[Haskell-cafe] Re: Collections

Thu Jun 21 19:38:49 EDT 2007

On 6/20/07, apfelmus <apfelmus at quantentunnel.de> wrote:
> Eh, why not a simple mergesort that also deletes duplicates?

I had to sit down and think about this, and while for the simple case
that I showed, your equivalent code is definitely simpler, and
probably more efficient.

The actual case that I'm dealing with, where I believe Data.Map (or
similar, incl finger trees) has a benefit is one in which it's not
simply a case of lists of items, yielding a list of items. I'm
manipulating an on-disk inverted index, so rather than a simple list
of items, the code is actually monadic, doing IO to retrieve the items
off disk, and the cost of creating the intermediate lists is
unwearable. The key problem is that you loose the laziness because of
the IO monad, so if you're not careful, you end up trying to store the
complete intermediate lists.

If you can assume you can hold enough stuff in memory, then nice
elegant lazy algorithms work beautifully. I'm doing external
algorithms which have to work on Gbs of data, which I can't hold in
memory.
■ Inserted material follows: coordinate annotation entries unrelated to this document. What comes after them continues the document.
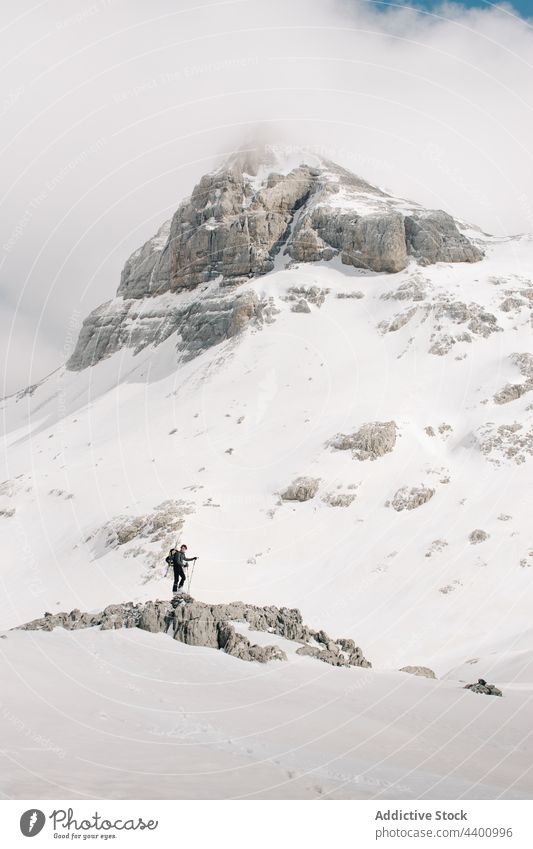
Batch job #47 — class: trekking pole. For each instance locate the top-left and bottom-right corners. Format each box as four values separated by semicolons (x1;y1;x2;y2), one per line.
187;557;198;595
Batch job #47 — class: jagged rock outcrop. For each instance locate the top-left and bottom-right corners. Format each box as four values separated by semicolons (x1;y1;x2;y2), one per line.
15;593;371;667
328;421;398;460
405;209;483;265
400;666;437;678
474;420;533;466
67;287;266;371
391;486;435;513
465;678;503;696
67;151;482;370
493;353;533;404
281;477;320;501
468;528;489;545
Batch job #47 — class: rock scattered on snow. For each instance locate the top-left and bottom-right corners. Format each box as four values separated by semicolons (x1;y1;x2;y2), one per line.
493;353;533;404
15;593;371;668
281;477;320;501
285;286;329;312
400;666;437;678
337;291;365;300
465;678;502;696
391;486;435;512
322;492;356;507
291;298;311;313
468;528;490;545
89;500;194;548
425;539;448;557
476;421;533;466
328;421;398;460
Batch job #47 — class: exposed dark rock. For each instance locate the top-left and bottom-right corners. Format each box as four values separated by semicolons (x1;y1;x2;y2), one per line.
465;678;503;696
15;593;371;667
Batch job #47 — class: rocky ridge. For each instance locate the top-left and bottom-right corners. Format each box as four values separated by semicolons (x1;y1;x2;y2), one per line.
15;593;372;667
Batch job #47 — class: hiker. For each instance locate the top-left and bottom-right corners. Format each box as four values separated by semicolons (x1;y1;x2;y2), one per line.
172;543;196;593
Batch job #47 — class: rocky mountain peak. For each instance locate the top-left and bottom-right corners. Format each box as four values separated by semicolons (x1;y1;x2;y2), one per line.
68;147;483;370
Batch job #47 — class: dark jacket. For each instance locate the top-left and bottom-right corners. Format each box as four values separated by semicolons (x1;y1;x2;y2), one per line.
173;551;194;568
So the type signature of my merge is approximately:

type Reader t = IO (Maybe t)
type Writer t = t -> IO ()
merge :: [Reader t] -> Writer t -> IO ()

Actually, the scope of the problem is such that I could *almost*
finesse the problem by reading the globs of data as ByteStrings, then
use lazy evaluation internally, and write the outputs

merge blobLocators writer = do
    lists <- fmap decode $ mapM readOffDisk blobLocators
    mapM_ writer (mergesort lists)

but I need to keep a firm lid on the resource usage, so I can't. <sigh>

cheers,
T.
-- 
Dr Thomas Conway
drtomc at gmail.com

Silence is the perfectest herald of joy:
I were but little happy, if I could say how much.